Coming from the backend, I feel the exact opposite. For any kind of frontend development you have a choice of ~3 clients, one programming language, a handful of frameworks, 2-3 of which have any real traction.
Compare that to literally hundreds of programming languages that can run server side code, dozens of database engines, servers, all kinds of operating systems, hosting platforms...the web of backend tech is pretty much endless, and growing every day.
You are correct, there have been changes on the back-end as well: containers and Kubernetes vs serverless. The endless tension between microservices and monoliths. Multiple IaC options. Onprem vs cloud (which cloud?), and associated cycles of disillusionment.
The difference may be that once a particular back-end approach/architecture/design is adopted by a dev shop it remains stable over multiple projects. I’ve seen this in both consulting and in LOB roles. Because of this, I can hire a competent .NET developer and be confident that I can get them to be productive relatively quickly, since the foundation on which we write our code is stable, and I can invest in enhancing the developer experience to support them. In fact, an explicit criterion for every project in my teams is that we make it easy enough for any competent C#
developer to ideally be able to open a small, but meaningful PR by the end of their first day on a project (if needed, I don’t treat it as a retention gate or anything!).
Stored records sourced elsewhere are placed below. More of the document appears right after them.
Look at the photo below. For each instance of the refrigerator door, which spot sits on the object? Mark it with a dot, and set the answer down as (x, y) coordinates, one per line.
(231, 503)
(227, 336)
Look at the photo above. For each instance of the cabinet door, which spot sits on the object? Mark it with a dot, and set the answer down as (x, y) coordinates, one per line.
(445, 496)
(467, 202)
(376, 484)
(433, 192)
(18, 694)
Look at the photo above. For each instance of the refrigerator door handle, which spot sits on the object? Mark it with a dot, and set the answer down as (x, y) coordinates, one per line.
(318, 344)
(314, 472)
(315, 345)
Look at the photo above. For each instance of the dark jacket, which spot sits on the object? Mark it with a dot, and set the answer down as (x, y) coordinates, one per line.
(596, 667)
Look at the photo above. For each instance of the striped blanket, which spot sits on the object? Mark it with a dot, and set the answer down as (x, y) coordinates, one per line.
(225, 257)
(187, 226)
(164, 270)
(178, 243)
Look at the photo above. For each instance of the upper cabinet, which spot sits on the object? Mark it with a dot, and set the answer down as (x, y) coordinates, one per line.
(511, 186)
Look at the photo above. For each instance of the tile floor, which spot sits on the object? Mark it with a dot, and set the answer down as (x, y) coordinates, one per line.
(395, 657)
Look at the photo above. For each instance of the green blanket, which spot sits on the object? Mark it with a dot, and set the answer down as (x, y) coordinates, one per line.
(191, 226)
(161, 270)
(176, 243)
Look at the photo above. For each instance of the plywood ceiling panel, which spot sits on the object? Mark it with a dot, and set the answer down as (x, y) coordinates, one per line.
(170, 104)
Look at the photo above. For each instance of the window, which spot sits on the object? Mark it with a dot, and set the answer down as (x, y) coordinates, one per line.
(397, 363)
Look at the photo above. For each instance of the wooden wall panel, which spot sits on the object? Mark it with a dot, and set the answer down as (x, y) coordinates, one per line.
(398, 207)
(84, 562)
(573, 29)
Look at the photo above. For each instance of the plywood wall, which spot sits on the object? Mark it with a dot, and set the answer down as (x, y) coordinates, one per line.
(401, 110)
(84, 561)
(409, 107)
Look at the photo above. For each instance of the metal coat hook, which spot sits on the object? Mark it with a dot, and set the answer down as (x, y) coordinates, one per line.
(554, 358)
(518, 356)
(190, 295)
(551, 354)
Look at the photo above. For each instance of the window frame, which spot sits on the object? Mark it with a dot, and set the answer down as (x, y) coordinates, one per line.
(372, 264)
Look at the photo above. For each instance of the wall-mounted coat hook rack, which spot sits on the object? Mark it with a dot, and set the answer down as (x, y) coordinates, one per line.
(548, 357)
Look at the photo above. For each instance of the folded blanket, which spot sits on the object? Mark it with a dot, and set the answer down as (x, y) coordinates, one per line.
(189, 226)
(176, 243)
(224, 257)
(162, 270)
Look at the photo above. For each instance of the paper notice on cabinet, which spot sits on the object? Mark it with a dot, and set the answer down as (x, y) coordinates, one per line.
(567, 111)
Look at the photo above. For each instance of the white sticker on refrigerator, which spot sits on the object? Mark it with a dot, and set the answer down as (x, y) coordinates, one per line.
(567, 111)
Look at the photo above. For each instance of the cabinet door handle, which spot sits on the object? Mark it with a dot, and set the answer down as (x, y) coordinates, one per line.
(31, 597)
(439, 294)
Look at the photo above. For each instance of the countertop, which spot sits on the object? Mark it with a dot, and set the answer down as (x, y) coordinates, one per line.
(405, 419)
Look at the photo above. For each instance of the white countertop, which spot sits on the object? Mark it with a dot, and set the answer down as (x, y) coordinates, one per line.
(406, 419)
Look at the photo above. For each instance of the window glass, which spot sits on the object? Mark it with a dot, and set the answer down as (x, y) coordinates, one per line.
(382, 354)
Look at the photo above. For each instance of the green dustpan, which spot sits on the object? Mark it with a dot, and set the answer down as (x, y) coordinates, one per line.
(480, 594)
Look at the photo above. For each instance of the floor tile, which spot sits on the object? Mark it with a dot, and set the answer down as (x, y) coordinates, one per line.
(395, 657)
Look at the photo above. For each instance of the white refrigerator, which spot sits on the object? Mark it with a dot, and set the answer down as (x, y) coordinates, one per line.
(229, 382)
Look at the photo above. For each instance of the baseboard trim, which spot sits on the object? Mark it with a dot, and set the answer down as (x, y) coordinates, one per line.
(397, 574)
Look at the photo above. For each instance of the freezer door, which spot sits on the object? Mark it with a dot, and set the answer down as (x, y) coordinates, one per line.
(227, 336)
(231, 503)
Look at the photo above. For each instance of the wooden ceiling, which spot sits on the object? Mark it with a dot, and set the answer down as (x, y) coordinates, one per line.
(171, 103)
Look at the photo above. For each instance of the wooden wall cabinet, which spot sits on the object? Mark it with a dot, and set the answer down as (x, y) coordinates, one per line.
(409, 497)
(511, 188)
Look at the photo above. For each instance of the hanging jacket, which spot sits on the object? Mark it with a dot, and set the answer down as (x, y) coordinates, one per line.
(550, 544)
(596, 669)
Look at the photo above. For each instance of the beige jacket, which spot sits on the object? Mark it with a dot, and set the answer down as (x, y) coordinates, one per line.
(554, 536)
They do have to adapt to our infrastructure and our ways of working, they don’t need to relearn the fundamentals of how to produce code.
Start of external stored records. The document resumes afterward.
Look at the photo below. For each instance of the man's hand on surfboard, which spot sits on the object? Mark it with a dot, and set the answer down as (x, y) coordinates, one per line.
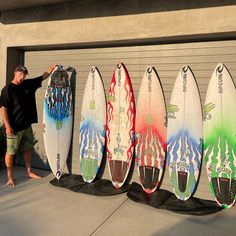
(48, 71)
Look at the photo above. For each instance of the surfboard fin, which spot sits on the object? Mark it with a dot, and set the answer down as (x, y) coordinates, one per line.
(224, 189)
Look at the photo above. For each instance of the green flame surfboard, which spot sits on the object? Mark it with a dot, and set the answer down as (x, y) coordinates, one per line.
(220, 136)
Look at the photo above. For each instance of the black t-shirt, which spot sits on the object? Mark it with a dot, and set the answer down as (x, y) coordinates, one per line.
(20, 103)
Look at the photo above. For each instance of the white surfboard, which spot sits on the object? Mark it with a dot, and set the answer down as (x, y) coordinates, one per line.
(120, 126)
(220, 136)
(57, 119)
(92, 126)
(184, 134)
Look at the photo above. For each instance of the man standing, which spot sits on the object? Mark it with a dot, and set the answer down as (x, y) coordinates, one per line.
(18, 109)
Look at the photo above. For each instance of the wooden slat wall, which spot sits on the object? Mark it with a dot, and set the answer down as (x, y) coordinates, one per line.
(168, 60)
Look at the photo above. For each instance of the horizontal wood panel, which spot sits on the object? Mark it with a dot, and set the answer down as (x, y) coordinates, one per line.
(167, 59)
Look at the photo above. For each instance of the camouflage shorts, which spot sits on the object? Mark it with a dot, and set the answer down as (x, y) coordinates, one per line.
(21, 141)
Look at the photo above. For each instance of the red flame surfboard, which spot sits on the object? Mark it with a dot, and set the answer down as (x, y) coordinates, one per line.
(120, 126)
(151, 131)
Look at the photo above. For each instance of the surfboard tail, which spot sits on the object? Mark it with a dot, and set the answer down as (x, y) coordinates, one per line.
(149, 178)
(224, 190)
(118, 170)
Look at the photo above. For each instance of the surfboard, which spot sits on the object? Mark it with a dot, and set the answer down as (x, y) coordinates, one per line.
(150, 128)
(184, 134)
(57, 119)
(120, 123)
(220, 136)
(92, 126)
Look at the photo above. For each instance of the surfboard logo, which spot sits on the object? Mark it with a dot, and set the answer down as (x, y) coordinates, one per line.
(149, 80)
(172, 110)
(184, 76)
(219, 75)
(58, 173)
(119, 77)
(207, 109)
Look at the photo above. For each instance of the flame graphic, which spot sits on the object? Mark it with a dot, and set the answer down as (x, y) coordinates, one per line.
(150, 148)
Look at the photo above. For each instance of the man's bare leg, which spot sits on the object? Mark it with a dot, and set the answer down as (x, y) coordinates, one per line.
(9, 164)
(27, 156)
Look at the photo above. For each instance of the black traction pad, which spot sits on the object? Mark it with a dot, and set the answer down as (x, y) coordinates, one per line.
(101, 187)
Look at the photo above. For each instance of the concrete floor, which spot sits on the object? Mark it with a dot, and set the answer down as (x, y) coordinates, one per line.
(35, 207)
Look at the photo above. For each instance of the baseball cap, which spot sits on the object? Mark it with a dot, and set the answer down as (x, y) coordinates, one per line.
(22, 69)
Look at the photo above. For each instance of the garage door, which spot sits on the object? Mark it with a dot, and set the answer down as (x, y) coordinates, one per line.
(168, 59)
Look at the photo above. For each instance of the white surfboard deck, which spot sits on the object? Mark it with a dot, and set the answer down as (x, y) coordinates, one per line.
(220, 136)
(92, 126)
(57, 119)
(150, 128)
(120, 126)
(184, 134)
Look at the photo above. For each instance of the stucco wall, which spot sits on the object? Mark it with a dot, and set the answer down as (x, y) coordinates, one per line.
(163, 26)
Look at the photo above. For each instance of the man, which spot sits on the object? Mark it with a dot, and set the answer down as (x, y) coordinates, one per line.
(18, 109)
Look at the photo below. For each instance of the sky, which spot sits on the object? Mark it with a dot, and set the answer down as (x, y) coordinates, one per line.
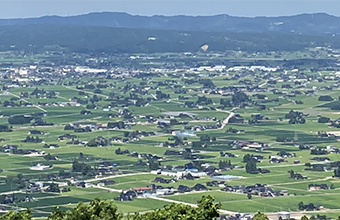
(247, 8)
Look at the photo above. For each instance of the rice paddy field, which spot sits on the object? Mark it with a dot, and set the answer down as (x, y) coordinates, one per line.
(176, 101)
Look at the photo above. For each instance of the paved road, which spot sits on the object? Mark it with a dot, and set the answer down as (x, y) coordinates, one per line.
(114, 176)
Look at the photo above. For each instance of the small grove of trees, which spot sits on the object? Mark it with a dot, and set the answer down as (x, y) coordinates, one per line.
(326, 98)
(295, 117)
(98, 210)
(5, 128)
(19, 119)
(324, 120)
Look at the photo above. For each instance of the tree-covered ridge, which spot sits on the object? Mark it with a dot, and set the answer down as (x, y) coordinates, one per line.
(76, 38)
(304, 23)
(98, 210)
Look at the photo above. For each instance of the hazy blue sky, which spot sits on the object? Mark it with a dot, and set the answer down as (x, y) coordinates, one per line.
(250, 8)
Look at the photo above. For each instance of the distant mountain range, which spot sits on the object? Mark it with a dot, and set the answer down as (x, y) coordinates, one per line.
(319, 23)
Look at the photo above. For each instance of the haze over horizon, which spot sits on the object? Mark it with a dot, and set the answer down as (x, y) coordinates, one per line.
(243, 8)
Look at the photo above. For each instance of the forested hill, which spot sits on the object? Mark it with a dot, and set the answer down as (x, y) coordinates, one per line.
(304, 23)
(125, 40)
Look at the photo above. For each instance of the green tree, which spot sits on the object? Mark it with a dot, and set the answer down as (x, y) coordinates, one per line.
(304, 218)
(260, 216)
(206, 210)
(23, 215)
(95, 210)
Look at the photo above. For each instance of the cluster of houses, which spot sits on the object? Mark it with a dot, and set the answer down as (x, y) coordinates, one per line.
(248, 145)
(257, 189)
(321, 186)
(156, 190)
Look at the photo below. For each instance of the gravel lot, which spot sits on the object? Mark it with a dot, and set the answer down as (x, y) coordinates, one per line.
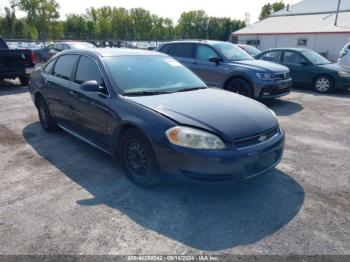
(61, 196)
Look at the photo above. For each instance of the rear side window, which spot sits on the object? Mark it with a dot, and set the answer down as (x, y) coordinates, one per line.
(65, 66)
(205, 52)
(181, 50)
(49, 66)
(87, 70)
(274, 56)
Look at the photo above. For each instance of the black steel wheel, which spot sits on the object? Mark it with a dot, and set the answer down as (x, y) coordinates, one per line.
(323, 84)
(138, 159)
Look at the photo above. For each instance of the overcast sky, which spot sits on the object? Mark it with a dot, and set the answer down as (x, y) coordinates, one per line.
(235, 9)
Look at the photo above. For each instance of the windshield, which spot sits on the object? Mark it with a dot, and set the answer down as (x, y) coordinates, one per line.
(316, 58)
(81, 45)
(137, 74)
(232, 52)
(251, 50)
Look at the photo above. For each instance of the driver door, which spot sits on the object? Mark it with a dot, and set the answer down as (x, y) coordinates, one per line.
(92, 117)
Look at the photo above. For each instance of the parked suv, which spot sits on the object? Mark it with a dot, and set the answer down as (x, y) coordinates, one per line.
(226, 66)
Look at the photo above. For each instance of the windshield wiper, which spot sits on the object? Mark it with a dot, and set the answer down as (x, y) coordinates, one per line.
(146, 93)
(189, 89)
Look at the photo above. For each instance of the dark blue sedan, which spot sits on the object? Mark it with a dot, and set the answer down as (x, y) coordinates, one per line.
(156, 116)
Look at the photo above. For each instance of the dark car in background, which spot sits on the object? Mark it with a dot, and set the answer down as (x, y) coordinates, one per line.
(224, 65)
(309, 69)
(16, 63)
(156, 115)
(253, 51)
(61, 46)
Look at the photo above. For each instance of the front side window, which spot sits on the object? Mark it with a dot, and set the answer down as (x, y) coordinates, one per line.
(316, 58)
(294, 58)
(205, 52)
(181, 50)
(274, 56)
(64, 66)
(49, 66)
(134, 74)
(87, 70)
(232, 53)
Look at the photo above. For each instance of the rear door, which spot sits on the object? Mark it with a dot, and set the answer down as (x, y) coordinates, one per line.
(211, 73)
(58, 89)
(91, 113)
(298, 66)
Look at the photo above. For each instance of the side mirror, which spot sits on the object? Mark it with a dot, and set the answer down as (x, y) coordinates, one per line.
(90, 86)
(215, 60)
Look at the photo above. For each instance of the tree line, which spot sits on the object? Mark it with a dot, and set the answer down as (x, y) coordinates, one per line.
(42, 23)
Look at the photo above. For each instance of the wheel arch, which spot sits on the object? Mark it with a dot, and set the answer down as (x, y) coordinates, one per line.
(121, 130)
(37, 97)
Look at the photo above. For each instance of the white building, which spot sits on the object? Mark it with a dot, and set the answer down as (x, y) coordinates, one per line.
(308, 24)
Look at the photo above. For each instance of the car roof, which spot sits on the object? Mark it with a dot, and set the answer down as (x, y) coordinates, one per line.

Whereas every time a new front-end project starts, there’s a near-compulsion to use the latest and greatest techniques. Everyone has to catch up, because of their previous experience being somewhat redundant. No one can invest in improving things for other developers, because they don’t have the time, and because any investment would be wasted, since it would be redundant beyond the current project (or two, if we’re lucky).
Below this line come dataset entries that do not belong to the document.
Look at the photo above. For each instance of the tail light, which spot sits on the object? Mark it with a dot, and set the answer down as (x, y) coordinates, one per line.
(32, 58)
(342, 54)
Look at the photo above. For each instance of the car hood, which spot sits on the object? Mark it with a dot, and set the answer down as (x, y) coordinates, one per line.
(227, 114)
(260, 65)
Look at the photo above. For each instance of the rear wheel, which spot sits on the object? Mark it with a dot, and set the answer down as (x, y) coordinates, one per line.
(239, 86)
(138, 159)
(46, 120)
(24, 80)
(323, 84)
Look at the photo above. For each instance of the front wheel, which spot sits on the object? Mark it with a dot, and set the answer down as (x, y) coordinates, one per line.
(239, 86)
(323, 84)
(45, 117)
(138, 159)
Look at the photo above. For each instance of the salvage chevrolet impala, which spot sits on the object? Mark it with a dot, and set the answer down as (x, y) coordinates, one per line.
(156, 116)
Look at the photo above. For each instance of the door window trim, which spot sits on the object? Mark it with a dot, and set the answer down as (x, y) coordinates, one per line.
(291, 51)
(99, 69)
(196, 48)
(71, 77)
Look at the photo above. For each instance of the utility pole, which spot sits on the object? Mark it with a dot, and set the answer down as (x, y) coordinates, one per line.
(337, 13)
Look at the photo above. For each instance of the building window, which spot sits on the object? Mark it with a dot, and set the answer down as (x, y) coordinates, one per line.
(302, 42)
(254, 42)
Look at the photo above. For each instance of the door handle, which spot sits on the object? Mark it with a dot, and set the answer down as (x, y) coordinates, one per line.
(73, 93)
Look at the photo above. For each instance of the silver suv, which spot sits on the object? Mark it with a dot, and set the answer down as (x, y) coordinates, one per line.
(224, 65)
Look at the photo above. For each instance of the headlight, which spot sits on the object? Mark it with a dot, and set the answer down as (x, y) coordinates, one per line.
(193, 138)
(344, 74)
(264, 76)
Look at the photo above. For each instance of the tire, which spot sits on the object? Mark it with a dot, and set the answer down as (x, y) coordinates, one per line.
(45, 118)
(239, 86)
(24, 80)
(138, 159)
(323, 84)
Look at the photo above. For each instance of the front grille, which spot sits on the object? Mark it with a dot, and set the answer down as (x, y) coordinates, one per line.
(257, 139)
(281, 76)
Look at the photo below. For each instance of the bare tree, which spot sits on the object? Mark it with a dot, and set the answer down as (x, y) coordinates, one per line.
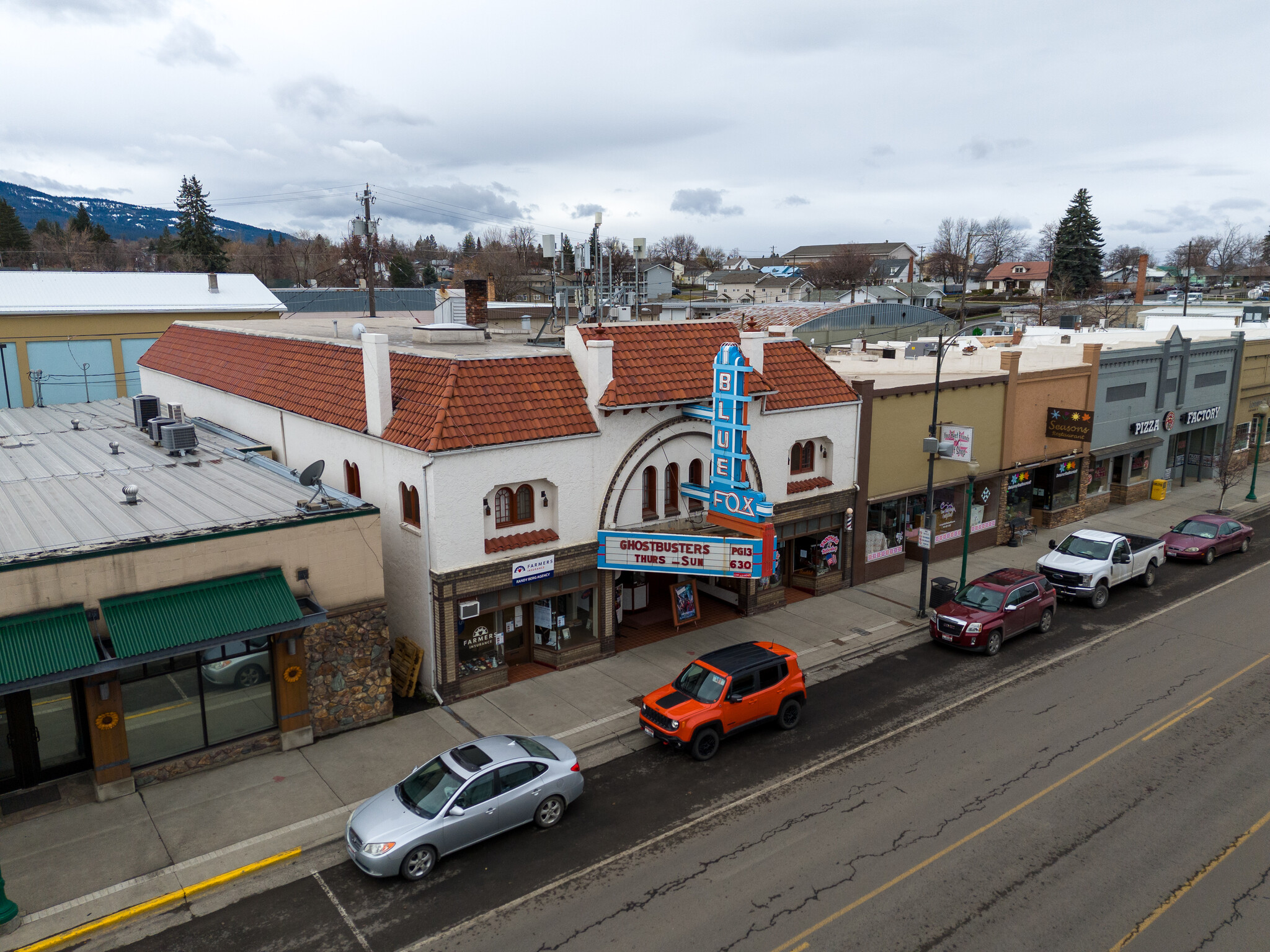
(946, 258)
(849, 270)
(1232, 250)
(1001, 240)
(1228, 471)
(675, 248)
I can’t really hire an Angular developer for a React project that starts tomorrow, and expect them to be reasonably productive immediately, despite them being competent in Typescript, CSS, Node etc. Heck, I wouldn’t even be able to hire a React developer who last did it 5 years ago, and expect them to be immediately productive.
Regarding the last paragraph, I think an experienced developer can jump to new frameworks relatively quickly. They won’t be putting out PRs on day one, but can certainly do so in a week or two with a new framework. If your web fundamentals are strong, one can get through the docs for a new framework in a few days, then spend a couple of days looking at GitHub repos that use the framework in question to suss out best practice patterns of code organisation and you’d be in a good position.
It’s odd to me that frontend dev jobs ask for experience with specific frameworks, since most of the popular ones share core fundamentals a lot of the times. It’s no different than going to a new backend role to work on a large existing codebase. The codebase will have its own homegrown patterns and concepts to get familiar with anyway, how is this any different?
I was referring to greenfields projects, but the problem is even more acute for the maintenance problem you outline. You have a portfolio of front end projects: each one would involve learning whatever quirks the framework and implementation were used (by necessity). A company with a reasonably consistent back-end architecture, project structures and coding practices would have an easier time onboarding maintenance developers, as long as each project was done with some kind of eye to maintainability.